Verenigingsbenadering
Deze benadering combineert elementen van de utilitaristische en retribuvistische
benadering. De bovengrens van straf wordt bepaald door de schuld van de dader. Of een
straf moet worden toegepast en hoe die er in concreto komt uit te zien, wordt bepaald door
utiliteitsprincipes. Er zijn wel nuanceverschillen in de uitwerking.

Er zijn hierbij twee visies: als doel van de straf of in plaats van straf (ook: als aanvulling op
het conventioneel strafrechtsysteem of een geleidelijke vervanging daarvan). Hierbij gaat het
ook om conflictoplossing (partijen zijn leidend, niet de staat). Ook is de positie van het
slachtoffer in het strafproces versterkt (door o.a. het spreekrecht, voegen als benadeelde
partij, schade-vergoedingsmaatregel en procespartij?).

Oefenen met theorie
Art. 9a Sr: vanuit het perspectief van Kant (retributivisme) moet er dus gereageerd worden,
maar art. 9a Sr geeft wel aan dat er een veroordeling is; dus er is wel gereageerd, maar of
dit voldoende is, is de vraag. Vanuit het utilitaristische perspectief is art. 9a Sr voldoende, als
er geen toekomstig doel/nuttig doel meer te bereiken is.
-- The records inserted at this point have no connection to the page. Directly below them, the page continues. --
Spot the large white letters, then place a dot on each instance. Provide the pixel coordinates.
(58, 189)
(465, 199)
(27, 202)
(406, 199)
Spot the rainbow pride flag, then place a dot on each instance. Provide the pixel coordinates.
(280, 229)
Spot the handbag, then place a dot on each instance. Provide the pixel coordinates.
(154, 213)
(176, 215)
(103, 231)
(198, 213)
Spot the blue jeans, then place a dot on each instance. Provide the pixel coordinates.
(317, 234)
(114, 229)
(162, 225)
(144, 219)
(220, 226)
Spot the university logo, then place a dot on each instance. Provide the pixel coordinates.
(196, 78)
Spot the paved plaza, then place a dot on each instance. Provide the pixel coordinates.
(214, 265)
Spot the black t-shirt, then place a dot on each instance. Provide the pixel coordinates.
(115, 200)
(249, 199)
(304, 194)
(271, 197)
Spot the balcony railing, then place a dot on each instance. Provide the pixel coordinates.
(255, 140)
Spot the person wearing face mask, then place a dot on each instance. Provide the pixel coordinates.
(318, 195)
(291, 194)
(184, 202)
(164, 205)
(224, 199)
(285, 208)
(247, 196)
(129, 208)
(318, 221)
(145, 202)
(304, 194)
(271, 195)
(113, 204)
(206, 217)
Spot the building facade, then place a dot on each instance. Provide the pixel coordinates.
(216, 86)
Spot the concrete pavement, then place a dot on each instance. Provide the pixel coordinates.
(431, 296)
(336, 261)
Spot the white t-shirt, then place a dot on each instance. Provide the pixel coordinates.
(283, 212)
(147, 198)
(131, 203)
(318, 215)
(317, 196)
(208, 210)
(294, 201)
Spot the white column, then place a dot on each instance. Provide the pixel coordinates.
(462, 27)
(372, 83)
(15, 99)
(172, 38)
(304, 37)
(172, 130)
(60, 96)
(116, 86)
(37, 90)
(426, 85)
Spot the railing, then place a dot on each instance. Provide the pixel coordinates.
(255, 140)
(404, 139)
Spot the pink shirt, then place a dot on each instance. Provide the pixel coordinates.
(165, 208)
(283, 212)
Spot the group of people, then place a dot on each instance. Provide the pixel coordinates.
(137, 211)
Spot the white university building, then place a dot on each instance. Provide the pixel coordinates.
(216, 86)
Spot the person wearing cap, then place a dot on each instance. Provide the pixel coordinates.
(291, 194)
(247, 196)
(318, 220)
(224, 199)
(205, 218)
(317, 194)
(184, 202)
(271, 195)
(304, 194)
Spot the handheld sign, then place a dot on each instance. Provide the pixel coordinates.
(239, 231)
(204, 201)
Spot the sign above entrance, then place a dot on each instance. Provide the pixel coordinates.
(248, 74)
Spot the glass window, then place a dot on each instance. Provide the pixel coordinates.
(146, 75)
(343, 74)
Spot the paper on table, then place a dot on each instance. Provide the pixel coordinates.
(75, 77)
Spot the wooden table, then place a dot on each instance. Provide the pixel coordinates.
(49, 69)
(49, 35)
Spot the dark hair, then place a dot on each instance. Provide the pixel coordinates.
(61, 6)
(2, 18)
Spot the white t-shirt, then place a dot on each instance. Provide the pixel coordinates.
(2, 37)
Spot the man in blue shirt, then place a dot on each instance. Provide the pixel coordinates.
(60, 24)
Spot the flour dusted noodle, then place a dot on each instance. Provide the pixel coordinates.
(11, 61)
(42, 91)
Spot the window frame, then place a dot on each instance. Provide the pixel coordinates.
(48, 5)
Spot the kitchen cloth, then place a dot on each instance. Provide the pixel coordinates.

Een onderdeel van het utilitarisme is
generale preventie; dit wordt niet gediend met art. 9a Sr.

Doodstraf
Van Bemmelen (1948): de doodstraf is niet onrechtmatig (dit is nu wel onrechtmatig omdat
het tegen allerlei verdragen ingaat), maar wel ondoelmatig.
Argumenten voor de doodstraf:
- Gemakkelijke onschadelijkmaking
- Humaner dan levenslang
- Voorkomen eigenrichting door vergeldingsbehoefte, bescherming en zedelijk
waardeoordeel

Argumenten tegen de doodstraf:
- Werkt misdaadverwekkend
- Onherstelbaar
- Onbekend leed
- Treft nabestaanden meer dan schuldige
- Geen individuele variatie
- Verlaagt autoriteit Staat

Sanctiestelsel: van orde naar chaos
1813: Code Pénal, aangevuld door het ‘Gesel- en worgbesluit van Willem I, Soeverein Vorst:
- Doodstraffen
- Tuchthuis (max 20 jaar)
- Lijfstraffen
- Boete
1854: afschaffing lijfstraffen/schavotstraffen
1860: moratorium doodstraf
1871: afschaffing doodstraf
1871: introductie levenslange gevangenisstraf
De afschaffing van de doodstraf hing meteen samen met de introductie van de levenslange
gevangenisstraf. Die bestond hiervoor nog niet en is dus het alternatief voor de doodstraf.

Wetboek van Sr 1886
Er zijn slechts 3 hoofdstraffen. Alternatief, en dus niet cumulatief (eensporig):
- Gevangenisstraf (opzetdelicten, de eerste tijd cellulair)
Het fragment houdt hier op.